O ex-primeiro-ministro François Fillon retirou o recurso no caso dos empregos fictícios de sua esposa, Penelope, tornando definitiva a sua sentença, declarou uma fonte judicial à Agence France-Presse (AFP) na segunda-feira, 16 de fevereiro, confirmando informações deOeste da França.

O ex-inquilino de Matignon interpôs recurso da decisão de 17 de junho de 2025 do Tribunal de Recurso de Paris. Mas ele desistiu do recurso, assim como sua esposa, decisão registrada pelo Tribunal de Cassação em 9 de janeiro, em despacho consultado pela AFP.

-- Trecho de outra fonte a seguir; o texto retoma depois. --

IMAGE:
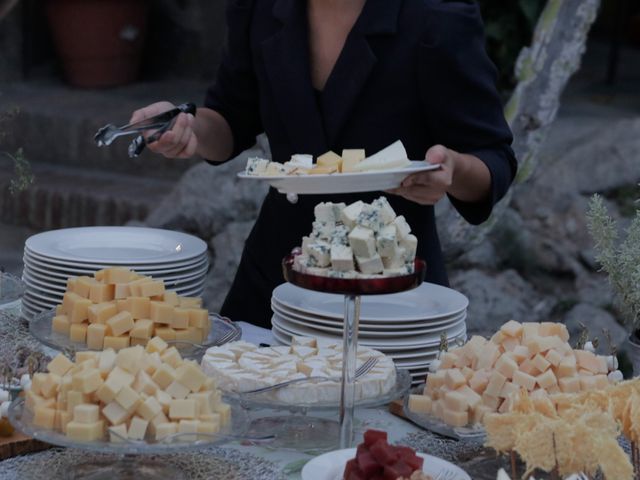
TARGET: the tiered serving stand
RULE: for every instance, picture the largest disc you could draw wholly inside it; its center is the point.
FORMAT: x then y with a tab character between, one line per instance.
352	289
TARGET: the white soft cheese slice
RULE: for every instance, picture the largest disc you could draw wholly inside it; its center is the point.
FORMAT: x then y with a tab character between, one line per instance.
393	156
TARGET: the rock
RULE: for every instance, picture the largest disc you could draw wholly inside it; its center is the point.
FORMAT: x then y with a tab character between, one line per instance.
494	300
207	198
595	319
227	248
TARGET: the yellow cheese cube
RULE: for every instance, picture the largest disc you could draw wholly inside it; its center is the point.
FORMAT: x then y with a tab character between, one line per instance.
117	343
152	288
156	344
524	380
86	413
59	365
44	417
225	413
117	275
166	429
114	412
87	381
454	379
149	409
198	317
171	298
190	302
96	332
190	375
164	376
85	432
547	379
118	433
101	312
183	409
100	292
180	318
137	428
128	399
61	324
129	359
419	404
120	323
78	332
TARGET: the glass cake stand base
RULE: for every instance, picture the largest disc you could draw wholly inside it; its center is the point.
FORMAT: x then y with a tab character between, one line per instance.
300	433
126	468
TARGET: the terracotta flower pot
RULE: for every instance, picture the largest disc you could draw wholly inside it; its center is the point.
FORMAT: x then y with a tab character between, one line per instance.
99	41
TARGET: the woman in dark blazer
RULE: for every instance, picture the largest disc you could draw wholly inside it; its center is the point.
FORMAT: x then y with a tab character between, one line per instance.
319	75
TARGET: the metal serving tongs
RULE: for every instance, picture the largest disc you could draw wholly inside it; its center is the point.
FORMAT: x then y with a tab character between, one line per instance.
161	123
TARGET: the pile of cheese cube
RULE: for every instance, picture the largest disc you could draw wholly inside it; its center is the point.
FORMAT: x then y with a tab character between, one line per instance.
118	308
358	240
351	161
481	376
136	393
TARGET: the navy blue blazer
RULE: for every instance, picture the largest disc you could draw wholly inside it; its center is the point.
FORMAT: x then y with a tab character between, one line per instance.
414	70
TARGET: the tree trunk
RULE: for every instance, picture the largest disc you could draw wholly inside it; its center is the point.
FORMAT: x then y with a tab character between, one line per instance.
543	71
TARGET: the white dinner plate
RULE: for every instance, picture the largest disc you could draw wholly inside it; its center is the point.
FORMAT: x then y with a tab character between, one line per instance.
343	182
64	265
365	325
331	465
116	245
398	332
428	301
383	345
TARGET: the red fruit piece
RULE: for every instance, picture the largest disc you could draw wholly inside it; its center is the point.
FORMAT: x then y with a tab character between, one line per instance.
368	465
384	453
372	436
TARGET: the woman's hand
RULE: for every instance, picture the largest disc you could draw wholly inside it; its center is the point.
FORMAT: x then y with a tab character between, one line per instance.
461	175
426	188
180	141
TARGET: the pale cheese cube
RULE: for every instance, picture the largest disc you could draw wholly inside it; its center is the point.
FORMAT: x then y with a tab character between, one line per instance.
350	213
342	258
419	404
85	432
86	413
118	433
183	409
137	428
59	365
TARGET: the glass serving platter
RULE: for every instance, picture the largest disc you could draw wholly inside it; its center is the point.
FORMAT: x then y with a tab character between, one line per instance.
222	331
267	401
22	419
475	433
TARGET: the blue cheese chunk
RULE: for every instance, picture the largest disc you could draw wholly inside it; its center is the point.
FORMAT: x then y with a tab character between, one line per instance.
370	217
341	258
402	227
362	241
321	254
410	244
370	265
256	166
386	211
350	214
387	241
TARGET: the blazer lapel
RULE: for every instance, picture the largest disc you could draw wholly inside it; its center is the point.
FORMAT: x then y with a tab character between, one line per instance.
355	63
286	60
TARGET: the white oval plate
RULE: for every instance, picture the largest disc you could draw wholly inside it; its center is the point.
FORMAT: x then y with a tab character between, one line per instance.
330	466
343	182
428	301
116	245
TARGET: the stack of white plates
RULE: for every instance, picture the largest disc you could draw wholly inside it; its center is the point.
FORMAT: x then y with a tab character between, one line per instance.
406	326
50	258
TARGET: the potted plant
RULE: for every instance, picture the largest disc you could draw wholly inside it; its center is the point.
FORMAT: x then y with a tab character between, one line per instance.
99	41
621	260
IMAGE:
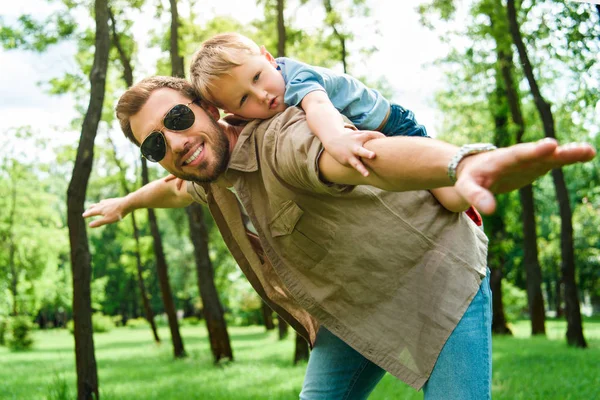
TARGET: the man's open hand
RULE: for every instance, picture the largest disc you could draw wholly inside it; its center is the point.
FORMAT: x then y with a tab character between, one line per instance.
111	210
510	168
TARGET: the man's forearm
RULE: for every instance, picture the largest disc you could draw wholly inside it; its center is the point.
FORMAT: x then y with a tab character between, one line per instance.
158	194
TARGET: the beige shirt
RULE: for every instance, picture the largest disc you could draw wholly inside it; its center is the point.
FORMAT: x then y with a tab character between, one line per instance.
391	274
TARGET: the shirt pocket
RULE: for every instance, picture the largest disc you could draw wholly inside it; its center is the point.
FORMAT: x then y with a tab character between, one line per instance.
295	243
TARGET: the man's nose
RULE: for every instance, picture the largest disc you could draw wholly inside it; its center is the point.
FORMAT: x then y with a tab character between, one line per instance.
177	141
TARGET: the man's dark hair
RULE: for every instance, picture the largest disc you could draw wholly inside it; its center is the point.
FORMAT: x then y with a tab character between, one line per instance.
132	101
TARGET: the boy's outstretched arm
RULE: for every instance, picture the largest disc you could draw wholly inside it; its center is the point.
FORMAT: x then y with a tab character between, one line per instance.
156	194
345	146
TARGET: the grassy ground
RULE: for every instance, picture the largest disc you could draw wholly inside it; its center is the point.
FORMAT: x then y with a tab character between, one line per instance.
130	366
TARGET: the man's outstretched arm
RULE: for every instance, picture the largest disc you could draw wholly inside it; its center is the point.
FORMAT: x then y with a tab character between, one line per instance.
156	194
407	163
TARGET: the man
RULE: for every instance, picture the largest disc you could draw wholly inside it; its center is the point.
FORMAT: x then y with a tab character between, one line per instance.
376	280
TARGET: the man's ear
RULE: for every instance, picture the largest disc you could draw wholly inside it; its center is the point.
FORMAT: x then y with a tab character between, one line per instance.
268	56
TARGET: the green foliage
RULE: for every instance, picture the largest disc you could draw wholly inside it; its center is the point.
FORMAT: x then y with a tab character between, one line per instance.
59	389
3	329
263	368
19	333
515	301
100	323
191	321
135	323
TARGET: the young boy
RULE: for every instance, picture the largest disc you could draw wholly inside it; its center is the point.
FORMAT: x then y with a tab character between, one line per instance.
235	74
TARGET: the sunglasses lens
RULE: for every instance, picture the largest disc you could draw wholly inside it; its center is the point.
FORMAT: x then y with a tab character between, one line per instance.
153	147
179	118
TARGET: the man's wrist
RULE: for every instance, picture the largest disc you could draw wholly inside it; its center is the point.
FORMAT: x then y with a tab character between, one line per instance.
463	152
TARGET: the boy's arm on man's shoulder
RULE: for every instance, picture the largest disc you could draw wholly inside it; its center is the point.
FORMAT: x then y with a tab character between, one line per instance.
328	125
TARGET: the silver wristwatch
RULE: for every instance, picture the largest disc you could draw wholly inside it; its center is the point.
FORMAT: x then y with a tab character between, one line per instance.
465	151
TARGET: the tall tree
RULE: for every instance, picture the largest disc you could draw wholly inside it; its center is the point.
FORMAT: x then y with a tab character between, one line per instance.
531	263
333	19
87	376
574	323
162	269
281	32
212	309
148	313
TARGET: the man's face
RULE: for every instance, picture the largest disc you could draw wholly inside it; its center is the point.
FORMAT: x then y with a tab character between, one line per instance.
254	89
199	153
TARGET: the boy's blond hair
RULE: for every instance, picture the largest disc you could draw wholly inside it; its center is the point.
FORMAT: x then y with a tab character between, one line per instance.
216	57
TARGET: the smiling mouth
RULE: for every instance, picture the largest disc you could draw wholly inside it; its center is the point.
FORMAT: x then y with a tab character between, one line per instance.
194	155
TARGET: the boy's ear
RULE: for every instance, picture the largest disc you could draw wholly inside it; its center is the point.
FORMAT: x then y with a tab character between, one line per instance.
209	108
268	56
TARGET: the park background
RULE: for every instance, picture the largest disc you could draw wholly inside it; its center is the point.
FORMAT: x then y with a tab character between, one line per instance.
456	64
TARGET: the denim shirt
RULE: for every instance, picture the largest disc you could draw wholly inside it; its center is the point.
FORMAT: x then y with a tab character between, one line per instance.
365	107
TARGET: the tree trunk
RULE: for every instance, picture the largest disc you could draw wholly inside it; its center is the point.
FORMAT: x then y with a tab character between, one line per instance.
339	36
128	77
267	315
213	311
281	34
14	274
282	327
558	298
301	353
574	324
140	278
85	359
176	60
163	277
533	271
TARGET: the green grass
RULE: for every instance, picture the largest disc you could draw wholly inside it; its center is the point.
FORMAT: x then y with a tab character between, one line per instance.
131	366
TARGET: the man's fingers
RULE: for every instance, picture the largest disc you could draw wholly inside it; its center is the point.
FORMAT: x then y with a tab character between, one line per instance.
575	152
478	196
89	212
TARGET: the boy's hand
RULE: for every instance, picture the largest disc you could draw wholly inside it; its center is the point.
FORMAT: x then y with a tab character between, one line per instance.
178	183
347	148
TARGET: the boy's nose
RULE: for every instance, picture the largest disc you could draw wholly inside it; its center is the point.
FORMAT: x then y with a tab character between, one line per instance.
262	95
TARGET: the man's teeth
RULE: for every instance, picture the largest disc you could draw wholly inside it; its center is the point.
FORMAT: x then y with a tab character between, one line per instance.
194	156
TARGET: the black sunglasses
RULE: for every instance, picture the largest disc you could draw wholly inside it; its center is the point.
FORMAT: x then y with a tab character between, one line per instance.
178	118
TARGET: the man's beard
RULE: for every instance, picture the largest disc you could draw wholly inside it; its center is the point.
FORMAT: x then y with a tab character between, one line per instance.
221	155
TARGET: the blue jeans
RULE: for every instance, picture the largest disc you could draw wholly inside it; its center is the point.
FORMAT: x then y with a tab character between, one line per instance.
463	369
402	122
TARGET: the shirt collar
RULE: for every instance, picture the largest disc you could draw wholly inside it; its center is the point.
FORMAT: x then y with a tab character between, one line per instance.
243	157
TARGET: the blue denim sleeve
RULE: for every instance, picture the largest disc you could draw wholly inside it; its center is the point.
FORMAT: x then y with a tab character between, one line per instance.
301	84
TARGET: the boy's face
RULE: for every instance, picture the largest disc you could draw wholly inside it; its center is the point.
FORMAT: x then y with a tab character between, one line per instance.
254	89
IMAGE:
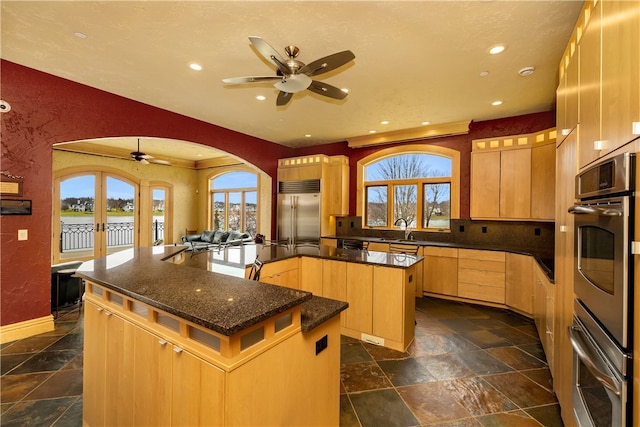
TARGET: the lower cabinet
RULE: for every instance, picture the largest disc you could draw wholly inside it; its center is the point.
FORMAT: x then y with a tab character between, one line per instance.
138	378
440	271
519	283
544	313
481	275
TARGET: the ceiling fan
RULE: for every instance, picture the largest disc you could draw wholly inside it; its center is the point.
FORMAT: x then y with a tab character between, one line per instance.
293	76
145	159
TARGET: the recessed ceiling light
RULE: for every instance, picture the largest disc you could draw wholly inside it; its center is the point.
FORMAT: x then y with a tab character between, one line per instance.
526	71
499	48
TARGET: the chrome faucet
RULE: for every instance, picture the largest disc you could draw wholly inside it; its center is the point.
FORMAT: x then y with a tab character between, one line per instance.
407	232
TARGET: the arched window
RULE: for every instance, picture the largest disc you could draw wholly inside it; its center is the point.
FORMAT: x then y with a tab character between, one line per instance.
417	184
234	201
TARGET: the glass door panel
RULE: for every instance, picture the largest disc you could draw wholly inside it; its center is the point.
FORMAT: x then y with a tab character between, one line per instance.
120	215
77	217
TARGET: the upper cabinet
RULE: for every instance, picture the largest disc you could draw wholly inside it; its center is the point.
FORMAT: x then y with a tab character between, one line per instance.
599	79
333	173
513	177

Em 2017, “Penelopegate” descarrilou a campanha do antigo chefe de governo de Nicolas Sarkozy, eliminado na primeira volta com 20% dos votos – uma situação inédita para um candidato de direita no Ve República.

Neste caso, François Fillon foi condenado definitivamente em junho pelo Tribunal de Recurso de Paris a quatro anos de prisão pelos empregos fictícios da sua esposa, Penélope, na Assembleia Nacional. Foi ainda multado em 375 mil euros e cinco anos de inelegibilidade. Pena ligeiramente reduzida em relação à proferida em 9 de maio de 2022: outros magistrados do mesmo tribunal de recurso pronunciaram então quatro anos de prisão, incluindo um ano, com a mesma multa, mas dez anos de inelegibilidade.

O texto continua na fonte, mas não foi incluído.